The employees were entitled to overtime pay for working in excess of 40 hours per week, the suit alleges, but Copperfield “consciously implemented a system of coercion and deception aimed at denying employees their rights to overtime pay.” Specifically, the day-rate workers, were allegedly given titles that did not match their job descriptions.
“For instance, the majority of the employees engaged at the show had a job title of ‘Illusion Specialist/Creative Associate,’ even though they performed mundane functions of a stagehand, spotlight operator, light-board operator, electrician, show assistant, technician, etc. As another example, many employees responsible for running Copperfield's errands, doing laundry, shopping, moving, driving, etc. were given a job title of ‘Executive Assistant’ and were denied overtime pay.”
The employees’ checks, the suit says, did not note how long they worked each week.
“Each time an employee would bring a question of overtime pay or the conditions of his or her employment to the Defendants, he was instantly intimidated to withdraw his demands,” the suit reads. “Instead of addressing the employees’ demands, the Defendants reminded the employees of their unique chance to work for Copperfield and demanded sacrifice.”
“Don't be fooled by these claims,” Copperfield's attorney responded in a statement. “They have it all backwards. David and his company are the ones that have been wronged here. Evidence shows that David's trade secrets and intellectual property have been systematically revealed, and this lawsuit is smoke and mirrors to cover up a much bigger issue.”

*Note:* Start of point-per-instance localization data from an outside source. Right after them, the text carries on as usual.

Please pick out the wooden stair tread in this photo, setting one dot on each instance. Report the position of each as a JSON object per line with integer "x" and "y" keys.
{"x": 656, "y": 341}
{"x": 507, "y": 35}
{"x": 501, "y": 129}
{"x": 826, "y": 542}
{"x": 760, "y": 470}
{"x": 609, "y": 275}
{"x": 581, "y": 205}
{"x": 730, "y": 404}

Copperfield is worth around $800 million, Fortune Magazine estimated last September. His Las Vegas show, which has run for the last 13 years, earns $50 million in ticket sales annually. He has produced and starred in several television specials, and appeared as himself in “The Incredible Burt Wonderstone” last year.
In 2009, the magician was sued by a woman who claimed that he sexually assaulted her on a private island after meeting her at a magic show in 2007. In 2010, the suit was dropped, and the woman was charged later with giving a false statement to police about another rape allegation.
Pamela Chelin contributed to this report.